遊びは生活の中の一つのフレーズです。そして子どもにとっては水分補給と同じくらい必要なものになります。子どもからは遊びを奪うことができません。子どもは遊びます。遊べない状況にある子どもは何らかの背景を疑われるほどに、子どもは必然として遊びます。視線を泳がせているだけであっても、それはもしかしたら、その子どもの遊びとなっている可能性すらあります。遊びは、遊びだから遊びです。遊びを観察しているものから見て、主観を伴いますが、遊びだと思えば、それは『遊び』となるのです。また遊んでいる本人が「遊んでいる!」と言えば、それは遊びです。遊びが遊びであることが子どもの成長を助け、子どもはますます遊びの世界に傾倒していきます。むしろそれは好ましいことです。遊びから子どもを遠ざけることはできません。むしろそれは嫌悪されます。子どもから遊びを遠ざけること、子どもに向けて遊びの価値を下げる発言を投げつけることは、厳に慎まねばなりません。子どもはときに自分のすべてを遊びの中に表現していることがあるからです。子どもは否定されると心が乾きます。追い打ちをかけられると心が割れます。心が割れると、感受性が鈍ります、心が大切です、どう感じているかが大切です。遊びを守ることは心を守ることにつながります。そういった意味でも遊びは重要です。

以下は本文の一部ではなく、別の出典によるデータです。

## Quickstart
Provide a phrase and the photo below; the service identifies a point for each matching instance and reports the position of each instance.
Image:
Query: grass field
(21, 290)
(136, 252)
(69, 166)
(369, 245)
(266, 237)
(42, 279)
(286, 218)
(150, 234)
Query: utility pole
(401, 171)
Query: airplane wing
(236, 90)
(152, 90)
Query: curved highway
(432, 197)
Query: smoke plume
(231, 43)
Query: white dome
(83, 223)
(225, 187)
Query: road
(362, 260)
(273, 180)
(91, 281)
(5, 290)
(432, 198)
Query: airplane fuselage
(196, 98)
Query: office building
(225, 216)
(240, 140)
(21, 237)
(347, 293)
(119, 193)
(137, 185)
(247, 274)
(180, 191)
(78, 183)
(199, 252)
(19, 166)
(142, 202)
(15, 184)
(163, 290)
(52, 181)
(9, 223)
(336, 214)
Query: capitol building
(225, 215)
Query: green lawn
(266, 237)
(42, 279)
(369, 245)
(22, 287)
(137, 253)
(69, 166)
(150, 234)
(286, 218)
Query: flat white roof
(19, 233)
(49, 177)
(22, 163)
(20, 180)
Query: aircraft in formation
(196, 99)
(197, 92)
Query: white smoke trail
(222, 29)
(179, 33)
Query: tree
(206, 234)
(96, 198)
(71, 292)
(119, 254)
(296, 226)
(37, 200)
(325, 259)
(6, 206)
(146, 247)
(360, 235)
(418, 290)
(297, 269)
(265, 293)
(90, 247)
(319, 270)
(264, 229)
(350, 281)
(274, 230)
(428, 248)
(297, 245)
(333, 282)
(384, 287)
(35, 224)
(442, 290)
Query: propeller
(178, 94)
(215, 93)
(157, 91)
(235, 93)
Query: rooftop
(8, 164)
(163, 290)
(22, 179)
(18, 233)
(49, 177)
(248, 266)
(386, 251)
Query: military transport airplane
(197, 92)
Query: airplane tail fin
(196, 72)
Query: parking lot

 さて、本題に入ります。遊びの環境についてです。遊びの環境という言い回しも過分に専門的です。遊びと環境、噛み砕きますと、遊びに必要な、空間、道具、気温、気候、光、風向き、すなわちそれらの環境のことです。こちらの環境という単語には、人間も含まれます。専門用語で、人的環境とも言います。大別すると、物的環境と人的環境と、あると思います。物的環境の代表は、おもちゃ、ですね。そして、そのおもちゃを使う空間です。または、大型遊具、すべり台の類です、すべり台がとても狭い場所に設置されていたとしたらどうでしょう。危険ですね、だからすべり台は開放的な場所に設置されます。公園や園庭などです。環境には安全がセットになっていることも前提です。安全な環境、遊びやすい環境、楽しそうな環境、守られている環境、少しばかりスリリングな環境、冒険的な環境、遊びの環境とはそれらすべてのことです。そして、保育士は、それらの環境を計画します。デザインしプランニングします。意図的に環境を設定し、子どもたちに新しい世界を提案することがあります。また、偶発的に発現した環境を、子どもたちと一緒に喜ぶこともあります。環境は、必然からも偶然からも生まれます。環境は流動的です。一瞬でも寸分違わない環境があるでしょうか、いや、ありません。環境は変化します。常に変化しています。そして、それらの事象は、遊びの変化も意味します。遊びと環境は相互に関係しながら、変化し続けます。
 それらの変化のダイナミズムの中に子どもの遊びはあります。堅苦しいことを書き続けましたが、お付き合いください、変化することが前提とありながら、今回お伝えしたいのは、遊びやすい環境についてです。ここまでお読みになった方にはご理解いただけると思いますが、遊びと環境は切り離せません。もはや、遊び、が、発現したならば、そこにはすでに、環境、も存在する、といった表現でよいでしょう。環境は遊びの要素に含まれます。そして、この世界に良し悪しがあるように、こちらの遊びの環境という概念にも、良し悪しがあります。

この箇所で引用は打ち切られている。